Sometimes I think that if I had to do it all over again, I might’ve chosen Beowulf instead of the Bible. Let me define “it” here: if I had to pick a vocation that would lead to personal fulfillment and personal penury, that is. Beowulf is the earliest written story in English and, it’s a monster story. What’s not to like? In honor of Banned Book Week, I decided retroactively to read a banned title, John Gardner’s Grendel. An early parallel novel narrated from Grendel’s point of view, we are introduced to the introspective, existentialist monster who is really just wondering, like the rest of us, what the point of it all is. Not surprisingly, the protagonist often addresses the question of religion—indeed, it might even be at the heart of the story.
In chapter nine, Grendel sits in the darkness in the ring of wooden gods of the Danes when Ork, the great, blind priest stumbles in and believes the monster is the Destroyer god. As Grendel toys with his theology, the old priest understands this all as a revelation, and although Grendel gives him no answers, the words are taken as divine utterances. The other priests, finding their leader out on a winter’s night, insist that he has gone senile, that gods do not reveal themselves like that.

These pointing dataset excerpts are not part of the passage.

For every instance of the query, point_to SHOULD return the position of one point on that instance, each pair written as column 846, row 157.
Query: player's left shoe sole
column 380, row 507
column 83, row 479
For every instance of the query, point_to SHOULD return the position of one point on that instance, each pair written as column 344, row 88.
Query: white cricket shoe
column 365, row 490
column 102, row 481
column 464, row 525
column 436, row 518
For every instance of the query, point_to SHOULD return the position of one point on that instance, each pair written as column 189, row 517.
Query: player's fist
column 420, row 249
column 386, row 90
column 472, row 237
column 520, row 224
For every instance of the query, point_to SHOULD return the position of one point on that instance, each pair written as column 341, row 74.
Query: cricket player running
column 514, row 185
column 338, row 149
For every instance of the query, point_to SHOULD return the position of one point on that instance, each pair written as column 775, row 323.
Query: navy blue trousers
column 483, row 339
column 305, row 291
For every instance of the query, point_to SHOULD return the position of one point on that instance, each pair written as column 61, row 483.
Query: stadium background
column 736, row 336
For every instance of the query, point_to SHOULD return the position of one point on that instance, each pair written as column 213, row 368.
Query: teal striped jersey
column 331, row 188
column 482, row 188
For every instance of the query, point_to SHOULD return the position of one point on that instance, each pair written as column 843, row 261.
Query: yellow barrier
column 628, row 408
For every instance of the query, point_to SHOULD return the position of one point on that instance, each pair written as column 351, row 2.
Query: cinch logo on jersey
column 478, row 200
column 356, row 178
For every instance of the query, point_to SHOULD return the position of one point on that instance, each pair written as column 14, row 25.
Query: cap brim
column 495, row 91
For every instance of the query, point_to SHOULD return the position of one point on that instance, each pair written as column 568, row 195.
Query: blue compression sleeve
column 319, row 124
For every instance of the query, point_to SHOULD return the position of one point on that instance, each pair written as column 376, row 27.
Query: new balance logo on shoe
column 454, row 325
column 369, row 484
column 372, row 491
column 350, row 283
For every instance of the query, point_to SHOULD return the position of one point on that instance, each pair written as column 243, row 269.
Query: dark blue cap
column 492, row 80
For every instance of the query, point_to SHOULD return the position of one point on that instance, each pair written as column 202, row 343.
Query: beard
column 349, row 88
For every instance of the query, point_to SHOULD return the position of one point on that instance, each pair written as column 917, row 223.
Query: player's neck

The old man, however, is unshakeable in his faith. As in much of the novel, there is more going on here than meets the eye. The deluded priest believes a monster is his god.
The question of theodicy (literally, the judging, or justification of God) is never-ending for theists. The world is a problematic place (made so, I must note, by human consciousness) for the creation of an omnipotent deity who is good. Too much suffering, Grendel, too many failed expectations. Clergy and theologians have, for centuries, tried to frame a convincing answer to the dilemma. The tack they all studiously avoid is that God is a monster, although some posit that as a straw hypothesis quickly to be knocked down. Gardner, although not a theologian, was the son of a lay preacher and farmer. One suspects that elements of that childhood crawled out through the pond with Grendel. One of the truly tragic characters, a “son of Cain,” Grendel still has an immense power on the imagination. And that power, at times, might even appear godlike.